After the repair was complete the car would not start. No cranking at all. During investigation, a immobilizer fault was suspected. A long list of components were replaced, including the body control module, engine ECM, instrument cluster and the key reader coil, however the garage was still not closer to the real problem.

On closer diagnosis, only one key was present in the immobilizer memory, even though 2 keys with blue markers where attempted several times. Only one had ever been accepted by the immobilizer system.

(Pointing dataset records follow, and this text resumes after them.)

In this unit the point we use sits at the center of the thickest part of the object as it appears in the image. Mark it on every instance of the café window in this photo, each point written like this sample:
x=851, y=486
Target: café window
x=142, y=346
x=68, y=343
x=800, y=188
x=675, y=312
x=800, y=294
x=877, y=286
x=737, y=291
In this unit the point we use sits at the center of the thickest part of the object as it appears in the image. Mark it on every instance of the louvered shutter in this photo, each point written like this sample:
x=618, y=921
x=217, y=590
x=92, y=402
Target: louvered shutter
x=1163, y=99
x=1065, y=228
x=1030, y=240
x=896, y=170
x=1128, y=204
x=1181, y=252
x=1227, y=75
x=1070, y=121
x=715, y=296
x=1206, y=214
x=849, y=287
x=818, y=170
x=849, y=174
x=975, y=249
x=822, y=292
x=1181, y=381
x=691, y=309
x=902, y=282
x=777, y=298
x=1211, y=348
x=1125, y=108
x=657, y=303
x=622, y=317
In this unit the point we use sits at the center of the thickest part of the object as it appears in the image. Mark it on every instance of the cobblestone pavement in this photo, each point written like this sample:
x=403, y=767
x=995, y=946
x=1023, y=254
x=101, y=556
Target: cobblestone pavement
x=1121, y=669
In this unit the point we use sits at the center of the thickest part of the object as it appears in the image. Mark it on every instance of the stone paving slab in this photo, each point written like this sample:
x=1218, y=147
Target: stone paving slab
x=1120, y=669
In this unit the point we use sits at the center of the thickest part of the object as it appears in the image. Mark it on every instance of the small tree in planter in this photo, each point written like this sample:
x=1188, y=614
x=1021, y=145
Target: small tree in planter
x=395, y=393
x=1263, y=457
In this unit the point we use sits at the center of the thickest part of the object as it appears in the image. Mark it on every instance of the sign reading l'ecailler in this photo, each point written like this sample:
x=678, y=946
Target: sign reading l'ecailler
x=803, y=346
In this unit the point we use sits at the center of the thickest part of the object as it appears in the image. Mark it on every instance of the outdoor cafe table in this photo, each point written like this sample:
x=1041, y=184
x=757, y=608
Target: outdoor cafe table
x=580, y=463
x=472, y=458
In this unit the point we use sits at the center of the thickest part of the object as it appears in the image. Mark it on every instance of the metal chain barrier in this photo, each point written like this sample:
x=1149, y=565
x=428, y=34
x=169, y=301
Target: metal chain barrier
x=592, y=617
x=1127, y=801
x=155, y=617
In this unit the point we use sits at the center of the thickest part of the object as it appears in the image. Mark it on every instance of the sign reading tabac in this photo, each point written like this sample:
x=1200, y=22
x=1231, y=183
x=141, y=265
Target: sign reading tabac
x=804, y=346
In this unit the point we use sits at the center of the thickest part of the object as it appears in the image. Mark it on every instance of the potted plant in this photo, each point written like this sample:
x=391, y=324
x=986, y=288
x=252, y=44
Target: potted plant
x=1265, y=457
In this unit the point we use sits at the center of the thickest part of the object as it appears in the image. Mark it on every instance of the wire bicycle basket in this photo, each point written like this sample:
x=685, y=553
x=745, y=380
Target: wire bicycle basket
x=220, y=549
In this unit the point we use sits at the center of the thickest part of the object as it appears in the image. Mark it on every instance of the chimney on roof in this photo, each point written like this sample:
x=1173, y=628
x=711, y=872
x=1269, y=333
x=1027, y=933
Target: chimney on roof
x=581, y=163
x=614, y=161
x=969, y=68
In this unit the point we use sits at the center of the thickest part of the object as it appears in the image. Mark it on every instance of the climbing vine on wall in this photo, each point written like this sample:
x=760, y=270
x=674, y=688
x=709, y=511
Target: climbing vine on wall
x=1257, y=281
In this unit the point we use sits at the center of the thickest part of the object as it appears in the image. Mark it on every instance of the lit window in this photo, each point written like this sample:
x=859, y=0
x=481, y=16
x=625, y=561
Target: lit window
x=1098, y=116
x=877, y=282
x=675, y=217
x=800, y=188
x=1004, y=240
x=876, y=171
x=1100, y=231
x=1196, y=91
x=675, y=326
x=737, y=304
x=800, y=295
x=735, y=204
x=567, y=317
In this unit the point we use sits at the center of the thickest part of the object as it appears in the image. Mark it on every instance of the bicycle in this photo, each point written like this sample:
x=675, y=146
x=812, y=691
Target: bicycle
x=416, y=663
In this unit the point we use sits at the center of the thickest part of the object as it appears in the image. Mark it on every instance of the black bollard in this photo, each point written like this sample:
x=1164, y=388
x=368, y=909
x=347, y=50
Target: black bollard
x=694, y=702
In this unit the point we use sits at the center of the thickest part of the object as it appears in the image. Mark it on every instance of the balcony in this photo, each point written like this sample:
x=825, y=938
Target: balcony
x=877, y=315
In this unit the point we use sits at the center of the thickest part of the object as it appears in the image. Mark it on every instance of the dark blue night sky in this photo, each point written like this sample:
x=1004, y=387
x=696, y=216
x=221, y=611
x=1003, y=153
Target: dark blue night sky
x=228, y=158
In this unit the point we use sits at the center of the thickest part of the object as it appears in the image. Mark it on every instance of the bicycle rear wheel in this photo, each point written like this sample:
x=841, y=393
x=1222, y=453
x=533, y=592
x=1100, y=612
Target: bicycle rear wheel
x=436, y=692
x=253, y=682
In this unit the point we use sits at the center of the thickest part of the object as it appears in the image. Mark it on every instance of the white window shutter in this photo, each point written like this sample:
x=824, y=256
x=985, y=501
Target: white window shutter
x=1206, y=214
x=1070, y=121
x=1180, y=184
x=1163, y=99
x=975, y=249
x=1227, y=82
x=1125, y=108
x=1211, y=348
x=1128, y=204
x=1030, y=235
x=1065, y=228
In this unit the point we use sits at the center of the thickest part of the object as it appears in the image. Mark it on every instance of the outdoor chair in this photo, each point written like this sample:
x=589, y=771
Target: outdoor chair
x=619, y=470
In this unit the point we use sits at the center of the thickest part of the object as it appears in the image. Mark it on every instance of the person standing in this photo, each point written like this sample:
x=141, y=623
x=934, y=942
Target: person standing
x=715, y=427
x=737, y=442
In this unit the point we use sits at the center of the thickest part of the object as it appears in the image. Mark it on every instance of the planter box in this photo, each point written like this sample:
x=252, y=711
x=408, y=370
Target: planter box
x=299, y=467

Both keys where now checked by scanning them with a transponder reading tool. It showed 1 key was the correct type 4D63 and the other was type 4D60. Both keys having the identifying blue cap, but only one was the correct type. The later 4D63 had an 80 bit chip, and required 2 correct keys at a minimum to complete the key registration process.

The moral of this story is: all transponders are different. They may look the same on the outside, but internally there is a vast range of differing transponders. Without the correct equipment, you will never find this out.

Typical transponders include: 
    - Glass type Texas 4C and 4D Megamos ID 48 and 48 Can 
    - Carbon type  Phillips 33/40/41/42/44/46/46 Crypto/ Etc

Some are cloneable with the correct equipment. Others have a rolling encrypted code and need programming directly into the vehicle. And even chips of the same family can have a different encryption. So be was a very expensive mistake for a transponder costing less than €13.